Peu importe que le rétenteur soit gagiste. Mais seul le gagiste rétenteur peut retenir la chose. Il n'y a pas à distinguer selon que le droit de rétention est réel ou fictif. Le retrait est possible dans les deux cas. En pratique, cependant, le retrait supposera l'existence d'un droit de rétention réel. En effet, s'il y a simplement droit de rétention fictif, il n'y a pas place à retrait, mais à réalisation du bien avec report du droit de rétention sur le prix. Le retrait n'est donc d'aucune utilité, du fait de l'existence d'une disposition concurrente permettant de parvenir au même résultat : le paiement du rétenteur.

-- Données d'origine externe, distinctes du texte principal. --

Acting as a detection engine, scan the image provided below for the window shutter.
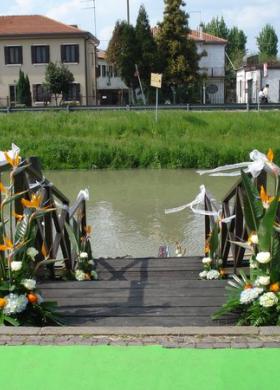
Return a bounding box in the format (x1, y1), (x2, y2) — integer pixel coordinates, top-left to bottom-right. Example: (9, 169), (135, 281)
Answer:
(76, 83), (81, 101)
(18, 46), (23, 64)
(46, 46), (50, 64)
(31, 46), (36, 64)
(32, 84), (37, 102)
(5, 47), (10, 65)
(75, 45), (80, 63)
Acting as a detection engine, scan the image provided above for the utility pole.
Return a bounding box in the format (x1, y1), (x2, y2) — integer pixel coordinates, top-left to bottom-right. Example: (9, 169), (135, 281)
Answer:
(126, 0), (130, 24)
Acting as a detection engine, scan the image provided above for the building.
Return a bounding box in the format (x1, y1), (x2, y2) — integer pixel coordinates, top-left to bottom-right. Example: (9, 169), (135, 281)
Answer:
(97, 50), (128, 105)
(236, 64), (280, 103)
(190, 28), (227, 104)
(0, 15), (99, 106)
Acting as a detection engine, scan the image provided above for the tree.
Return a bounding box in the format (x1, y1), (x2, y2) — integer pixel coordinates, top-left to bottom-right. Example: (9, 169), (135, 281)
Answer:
(44, 62), (74, 106)
(202, 17), (229, 39)
(135, 5), (158, 87)
(157, 0), (201, 102)
(257, 24), (278, 60)
(16, 70), (32, 107)
(107, 21), (139, 102)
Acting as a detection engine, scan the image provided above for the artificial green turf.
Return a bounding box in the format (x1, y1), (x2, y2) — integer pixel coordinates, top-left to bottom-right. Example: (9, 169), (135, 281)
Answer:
(0, 346), (280, 390)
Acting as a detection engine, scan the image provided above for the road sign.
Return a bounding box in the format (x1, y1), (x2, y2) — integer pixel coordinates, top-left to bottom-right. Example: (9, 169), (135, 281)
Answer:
(151, 73), (162, 88)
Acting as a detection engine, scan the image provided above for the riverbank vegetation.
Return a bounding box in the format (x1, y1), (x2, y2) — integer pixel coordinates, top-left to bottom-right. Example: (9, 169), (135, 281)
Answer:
(0, 111), (280, 169)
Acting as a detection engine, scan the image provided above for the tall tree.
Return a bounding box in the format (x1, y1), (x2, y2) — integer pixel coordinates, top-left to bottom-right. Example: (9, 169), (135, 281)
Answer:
(135, 5), (158, 87)
(157, 0), (201, 103)
(202, 17), (229, 39)
(107, 21), (139, 101)
(257, 24), (278, 60)
(44, 62), (74, 105)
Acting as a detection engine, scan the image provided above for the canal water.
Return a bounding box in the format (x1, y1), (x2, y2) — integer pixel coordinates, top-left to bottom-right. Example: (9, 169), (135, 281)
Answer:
(45, 169), (237, 257)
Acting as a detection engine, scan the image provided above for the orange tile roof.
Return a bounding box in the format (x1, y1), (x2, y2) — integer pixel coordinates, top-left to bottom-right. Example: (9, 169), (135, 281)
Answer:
(189, 30), (227, 44)
(0, 15), (87, 36)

Logiquement, la Cour de cassation en tire la conclusion que nous avions, pour notre part, posée (V. Dalloz Action, Droit et pratique des procédures collectives, 2003/2004, n° 58.62) : le liquidateur ne peut procéder au retrait d'un bien gagé qu'autant que le gage confère à son titulaire un droit de rétention. Or, à l'évidence, le nantissement sur matériel et outillage ne confère à son titulaire aucun droit de rétention. Le retrait contre paiement est donc impossible. Observons, au demeurant, que s'il l'avait été, la technique aurait été inconciliable avec le paiement de créancier de rang prétendument préférable. En effet, le retrait contre paiement est exclusif de l'ordre des privilèges. Il n'est pas, ici, question de se demander qui passe avant qui, il est seulement question d'éteindre un droit de rétention pour appréhender un bien retenu.

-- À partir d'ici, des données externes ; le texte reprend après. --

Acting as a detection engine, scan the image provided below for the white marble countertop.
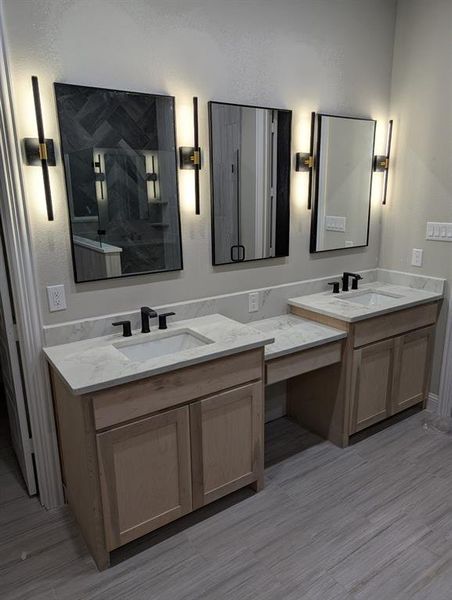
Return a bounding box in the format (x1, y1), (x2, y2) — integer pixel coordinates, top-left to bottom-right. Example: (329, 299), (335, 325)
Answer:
(288, 281), (443, 323)
(250, 315), (347, 360)
(43, 314), (273, 395)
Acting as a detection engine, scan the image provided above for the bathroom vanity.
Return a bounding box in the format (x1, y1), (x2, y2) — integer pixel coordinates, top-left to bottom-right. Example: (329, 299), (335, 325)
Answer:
(45, 315), (272, 569)
(288, 283), (442, 446)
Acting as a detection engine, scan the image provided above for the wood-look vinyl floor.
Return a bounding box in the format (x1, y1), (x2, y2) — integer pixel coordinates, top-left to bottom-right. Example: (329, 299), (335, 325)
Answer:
(0, 413), (452, 600)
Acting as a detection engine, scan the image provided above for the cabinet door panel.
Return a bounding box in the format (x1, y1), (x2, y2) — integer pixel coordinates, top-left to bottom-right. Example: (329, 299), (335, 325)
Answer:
(392, 327), (434, 414)
(97, 407), (191, 550)
(350, 340), (394, 433)
(190, 383), (263, 508)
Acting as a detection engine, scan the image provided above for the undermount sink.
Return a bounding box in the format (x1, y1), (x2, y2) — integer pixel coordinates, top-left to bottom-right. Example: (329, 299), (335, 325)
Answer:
(114, 329), (213, 362)
(339, 290), (403, 306)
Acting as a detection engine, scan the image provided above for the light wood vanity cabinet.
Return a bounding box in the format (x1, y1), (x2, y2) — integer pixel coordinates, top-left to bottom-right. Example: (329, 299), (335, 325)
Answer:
(190, 383), (263, 508)
(350, 340), (394, 433)
(52, 348), (264, 569)
(288, 302), (438, 446)
(96, 406), (192, 550)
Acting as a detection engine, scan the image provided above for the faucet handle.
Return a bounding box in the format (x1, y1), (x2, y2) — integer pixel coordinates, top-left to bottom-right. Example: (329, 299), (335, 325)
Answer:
(352, 274), (362, 290)
(112, 321), (132, 337)
(159, 312), (176, 329)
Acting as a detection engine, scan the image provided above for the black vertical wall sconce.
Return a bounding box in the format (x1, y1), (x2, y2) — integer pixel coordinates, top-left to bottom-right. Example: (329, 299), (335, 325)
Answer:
(374, 119), (394, 205)
(24, 75), (55, 221)
(179, 96), (201, 215)
(295, 112), (315, 210)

Le créancier nanti avait eu, dans un premier temps, raison de faire opposition à l'ordonnance du juge-commissaire autorisant la vente des biens nantis. En effet, la distribution du prix de vente par le liquidateur suppose le respect de l'ordre des privilèges et conduit à faire préférer par d'autres le créancier nanti. Tant que l'ordonnance autorisant le liquidateur à vendre les actifs mobiliers n'était pas devenue définitive, la demande d'attribution judiciaire pouvait prospérer. Or, la technique de l'attribution judiciaire est indépendante de l'exercice des droits de préférence, comme le retrait contre paiement. Le créancier nanti aurait donc pu être payé indépendamment de l'existence de créanciers de rang préférable, tels les créanciers superprivilégiés. Le créancier nanti aurait dû camper sur sa position et ne pas négocier avec le mandataire de justice car, à avoir voulu se montrer conciliant, il s'exposait au juste reproche formulé par l'AGS. Faute d'avoir exercé l'attribution judiciaire, le créancier nanti se voit justement opposer par l'AGS, que le retrait contre paiement est ici impossible, faute d'existence du droit de rétention. Le juge-commissaire et, à sa suite, le tribunal, ont donc commis un excès de pouvoir, que la cour d'appel a confirmé. D'ailleurs, le recours à la construction du recours nullité, que suppose la notion d'excès de pouvoir, n'est ici pas nécessaire. Pourquoi ? Parce que l'article L. 623-4 du Code de commerce (N° Lexbase : L7033AIC) (anct L. 25 janv. 1985, art. 173, 2°) indique explicitement que les voies de recours sur les jugements statuant sur opposition aux ordonnances du juge-commissaire sont fermées, lorsque le juge commissaire reste "dans les limites de ses attributions". A contrario, si le juge-commissaire sort des limites de ses attributions, il y a ouverture des voies de recours. Le raisonnement a contrario s'impose ici puisque, par la mise à l'écart d'un texte d'exception, il y a retour au principe général de recevabilité de l'appel. La solution de la Cour de cassation mérite, donc, pleine approbation.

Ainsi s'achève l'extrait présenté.